Hi! I am new to cuTensorNet. When I optimize the contraction path, I see that when the number of samples is increased, the CPU utilization goes up, and the total run time increases as well. I have the following questions:

Do these samples have dependencies on each other?

Is it possible to utilize a supercomputer to accelerate the optimization on multiple nodes when the number of samples is high?

Is the sec/sample optimization time in the SDK webpage cuQuantum SDK | NVIDIA obtained by dividing the total optimization time by the number of samples?

I am asking this because a striking 2.6-second optimization time is claimed for Sycamore m20. However, it is not clear to me whether this 2.6 seconds ‘per sample’ can translate into a similar total optimization time by parallelization (assuming a powerful supercomputer is available).

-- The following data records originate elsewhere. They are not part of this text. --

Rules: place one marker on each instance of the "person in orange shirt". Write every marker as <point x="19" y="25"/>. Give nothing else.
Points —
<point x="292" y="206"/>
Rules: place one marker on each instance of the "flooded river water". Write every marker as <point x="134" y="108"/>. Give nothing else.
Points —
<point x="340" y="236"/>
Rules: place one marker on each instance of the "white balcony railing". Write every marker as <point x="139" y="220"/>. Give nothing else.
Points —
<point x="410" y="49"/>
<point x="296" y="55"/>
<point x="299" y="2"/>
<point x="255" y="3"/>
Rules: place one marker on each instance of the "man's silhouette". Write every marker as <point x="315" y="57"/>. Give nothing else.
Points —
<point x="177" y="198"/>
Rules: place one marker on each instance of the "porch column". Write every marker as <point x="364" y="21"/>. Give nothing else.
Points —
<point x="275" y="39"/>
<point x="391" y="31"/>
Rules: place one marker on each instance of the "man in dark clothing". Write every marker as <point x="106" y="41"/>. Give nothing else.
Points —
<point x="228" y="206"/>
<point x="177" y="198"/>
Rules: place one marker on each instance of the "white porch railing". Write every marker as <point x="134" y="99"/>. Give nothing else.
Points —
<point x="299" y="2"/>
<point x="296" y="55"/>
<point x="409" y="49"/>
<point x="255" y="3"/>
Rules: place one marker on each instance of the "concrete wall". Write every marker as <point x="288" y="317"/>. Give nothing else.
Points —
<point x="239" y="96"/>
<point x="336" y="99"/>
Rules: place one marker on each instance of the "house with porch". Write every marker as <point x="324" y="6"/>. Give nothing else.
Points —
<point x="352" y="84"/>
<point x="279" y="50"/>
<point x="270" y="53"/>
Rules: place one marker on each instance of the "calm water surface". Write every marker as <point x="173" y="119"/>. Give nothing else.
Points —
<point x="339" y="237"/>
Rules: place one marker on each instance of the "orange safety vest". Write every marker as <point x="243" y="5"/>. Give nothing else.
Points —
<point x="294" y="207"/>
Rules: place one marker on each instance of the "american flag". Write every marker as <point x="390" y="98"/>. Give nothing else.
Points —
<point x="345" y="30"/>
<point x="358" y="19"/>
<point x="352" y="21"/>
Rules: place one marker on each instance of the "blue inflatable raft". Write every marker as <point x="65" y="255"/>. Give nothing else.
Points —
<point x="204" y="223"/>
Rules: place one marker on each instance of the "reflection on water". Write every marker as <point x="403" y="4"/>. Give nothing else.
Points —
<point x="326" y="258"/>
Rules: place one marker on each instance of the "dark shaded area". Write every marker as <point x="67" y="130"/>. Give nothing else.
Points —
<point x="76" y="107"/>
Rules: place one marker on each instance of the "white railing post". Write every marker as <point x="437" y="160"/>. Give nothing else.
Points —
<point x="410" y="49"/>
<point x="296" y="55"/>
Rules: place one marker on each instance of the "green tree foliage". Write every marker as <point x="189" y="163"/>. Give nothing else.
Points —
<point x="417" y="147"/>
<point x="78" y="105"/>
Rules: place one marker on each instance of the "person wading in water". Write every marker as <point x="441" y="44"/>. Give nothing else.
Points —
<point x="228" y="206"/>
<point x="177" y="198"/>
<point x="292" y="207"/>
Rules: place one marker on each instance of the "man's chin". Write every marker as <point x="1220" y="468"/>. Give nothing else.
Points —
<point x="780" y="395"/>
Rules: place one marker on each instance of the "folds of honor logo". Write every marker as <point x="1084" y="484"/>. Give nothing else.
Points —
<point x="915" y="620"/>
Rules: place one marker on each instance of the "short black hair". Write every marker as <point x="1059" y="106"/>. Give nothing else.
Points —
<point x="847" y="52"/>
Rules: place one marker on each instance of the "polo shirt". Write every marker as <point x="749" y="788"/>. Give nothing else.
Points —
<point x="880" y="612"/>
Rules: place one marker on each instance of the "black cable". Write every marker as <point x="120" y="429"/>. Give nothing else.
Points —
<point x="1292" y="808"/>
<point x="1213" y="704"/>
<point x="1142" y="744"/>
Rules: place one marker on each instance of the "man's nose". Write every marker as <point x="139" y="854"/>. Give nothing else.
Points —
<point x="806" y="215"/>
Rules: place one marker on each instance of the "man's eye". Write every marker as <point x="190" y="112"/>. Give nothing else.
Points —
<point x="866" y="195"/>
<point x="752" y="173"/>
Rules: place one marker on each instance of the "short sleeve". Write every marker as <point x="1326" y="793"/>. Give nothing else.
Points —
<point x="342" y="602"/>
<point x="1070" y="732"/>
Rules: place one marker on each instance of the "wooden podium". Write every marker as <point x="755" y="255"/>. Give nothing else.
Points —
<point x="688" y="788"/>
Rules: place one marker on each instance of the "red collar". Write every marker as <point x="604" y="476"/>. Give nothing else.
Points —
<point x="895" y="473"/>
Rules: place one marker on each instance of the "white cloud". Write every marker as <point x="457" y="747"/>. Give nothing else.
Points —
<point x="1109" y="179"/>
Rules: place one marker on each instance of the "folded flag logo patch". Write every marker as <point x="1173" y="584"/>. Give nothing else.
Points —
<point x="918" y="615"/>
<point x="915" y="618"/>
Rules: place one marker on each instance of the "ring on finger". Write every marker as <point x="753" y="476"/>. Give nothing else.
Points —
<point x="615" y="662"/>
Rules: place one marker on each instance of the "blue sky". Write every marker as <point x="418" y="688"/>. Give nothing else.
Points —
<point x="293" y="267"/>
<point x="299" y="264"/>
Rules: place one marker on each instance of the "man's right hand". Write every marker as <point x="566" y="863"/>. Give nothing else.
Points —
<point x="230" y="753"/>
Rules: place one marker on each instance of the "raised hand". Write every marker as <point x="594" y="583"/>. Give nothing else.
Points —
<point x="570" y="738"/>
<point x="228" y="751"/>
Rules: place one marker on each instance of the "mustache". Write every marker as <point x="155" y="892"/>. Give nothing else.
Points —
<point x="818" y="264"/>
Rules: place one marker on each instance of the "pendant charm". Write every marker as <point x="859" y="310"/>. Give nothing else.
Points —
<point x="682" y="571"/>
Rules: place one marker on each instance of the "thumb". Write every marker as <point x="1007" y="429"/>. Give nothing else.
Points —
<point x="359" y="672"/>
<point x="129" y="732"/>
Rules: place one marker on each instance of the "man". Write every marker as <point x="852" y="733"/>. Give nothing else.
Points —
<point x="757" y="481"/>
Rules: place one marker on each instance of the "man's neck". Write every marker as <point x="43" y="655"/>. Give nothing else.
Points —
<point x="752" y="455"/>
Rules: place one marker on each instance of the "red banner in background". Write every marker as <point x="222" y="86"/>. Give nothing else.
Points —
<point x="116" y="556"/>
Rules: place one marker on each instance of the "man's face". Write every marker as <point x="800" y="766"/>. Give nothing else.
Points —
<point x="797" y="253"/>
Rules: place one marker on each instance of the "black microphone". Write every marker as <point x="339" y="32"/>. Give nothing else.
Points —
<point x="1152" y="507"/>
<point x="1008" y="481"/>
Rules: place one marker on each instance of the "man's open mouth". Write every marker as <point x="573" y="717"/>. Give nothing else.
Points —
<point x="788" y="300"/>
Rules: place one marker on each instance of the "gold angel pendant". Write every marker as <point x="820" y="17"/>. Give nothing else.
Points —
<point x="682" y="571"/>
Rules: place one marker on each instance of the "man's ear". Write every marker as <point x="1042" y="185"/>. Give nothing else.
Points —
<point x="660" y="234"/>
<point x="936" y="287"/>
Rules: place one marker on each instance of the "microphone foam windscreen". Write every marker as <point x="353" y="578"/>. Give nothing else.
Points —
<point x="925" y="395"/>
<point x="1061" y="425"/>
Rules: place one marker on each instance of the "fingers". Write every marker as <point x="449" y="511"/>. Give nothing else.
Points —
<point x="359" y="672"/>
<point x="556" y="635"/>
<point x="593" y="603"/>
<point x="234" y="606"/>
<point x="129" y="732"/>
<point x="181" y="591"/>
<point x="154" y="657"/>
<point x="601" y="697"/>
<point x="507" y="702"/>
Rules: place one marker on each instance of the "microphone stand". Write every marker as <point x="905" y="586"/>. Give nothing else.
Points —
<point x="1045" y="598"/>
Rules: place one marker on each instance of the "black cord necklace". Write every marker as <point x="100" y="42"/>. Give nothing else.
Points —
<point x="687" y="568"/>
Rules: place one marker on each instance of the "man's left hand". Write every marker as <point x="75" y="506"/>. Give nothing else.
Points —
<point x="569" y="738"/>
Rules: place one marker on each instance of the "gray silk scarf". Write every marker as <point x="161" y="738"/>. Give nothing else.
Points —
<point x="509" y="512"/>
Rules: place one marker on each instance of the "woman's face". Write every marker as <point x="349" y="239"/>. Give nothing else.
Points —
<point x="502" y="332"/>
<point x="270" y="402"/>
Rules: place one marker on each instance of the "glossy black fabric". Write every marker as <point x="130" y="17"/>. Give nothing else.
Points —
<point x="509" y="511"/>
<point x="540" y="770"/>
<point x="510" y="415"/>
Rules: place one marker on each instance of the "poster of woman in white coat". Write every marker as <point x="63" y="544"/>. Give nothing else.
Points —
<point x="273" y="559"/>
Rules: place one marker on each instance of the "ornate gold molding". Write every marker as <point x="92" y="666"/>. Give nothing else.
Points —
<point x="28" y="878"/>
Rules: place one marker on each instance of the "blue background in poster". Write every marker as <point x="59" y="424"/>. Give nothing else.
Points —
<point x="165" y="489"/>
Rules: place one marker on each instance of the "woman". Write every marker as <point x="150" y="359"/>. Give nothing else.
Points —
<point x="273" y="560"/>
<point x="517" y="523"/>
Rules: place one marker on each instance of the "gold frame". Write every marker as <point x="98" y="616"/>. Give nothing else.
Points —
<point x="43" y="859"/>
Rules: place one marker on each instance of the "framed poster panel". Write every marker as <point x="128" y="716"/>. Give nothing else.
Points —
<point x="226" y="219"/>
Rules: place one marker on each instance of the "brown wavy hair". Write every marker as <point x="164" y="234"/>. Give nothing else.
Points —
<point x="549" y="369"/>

Thank you so much for the reply and it’s very helpful! Gray et al. report that there is Bayesian optimization in the hyper-optimizer. Would it be true to say that if I choose samples=1, then within this sample, it uses Bayesian optimization? Or is cuTensorNet not doing that?

No, each sample is just a contraction path candidate, and they all are currently evaluated independently, so the entire hyper-sampling procedure should scale very well across many nodes/threads. You just need to activate distributed execution via cutensornetDistributedResetConfiguration() and request a sufficiently large number of samples, based on the number of nodes you plan to run on.

Let me re-iterate and copy the above answers with more details.
cuTensorNet has two components, 1-the pathfinder (the phase that find a path that optimize the contractions sequence in order to minimize the computation cost) then 2- the computation of the contractions on GPU.

The pathfinder generate a path each sample and keep the best one, this phase is CPU only and is samples are completely independent from each other thus can be generated independently in parallel (multiple threads and/or multiple nodes). Samples can have different time (for example if we take the 2.6sec, you can find some sample with 0.8sec other with 4sec. the 2.6sec is the average over 1000 samples. if you run more samples, I am sure the avg time will be smaller.
Once a path is defined, the computation phase will occur and here you have also 2 additional features of optimizations the autotuning for kernels and the autotuning for mode ordering. if you have many slices or you want to performs many execution, it is better to run with the autotuning you will get the best performance.

The hyper-sampling procedure should be embarrassingly parallel (no deps).

Yes, the automatic distributed parallelization feature of cuTensorNet will parallelize path-finder’s hyper-sampling procedure across many nodes.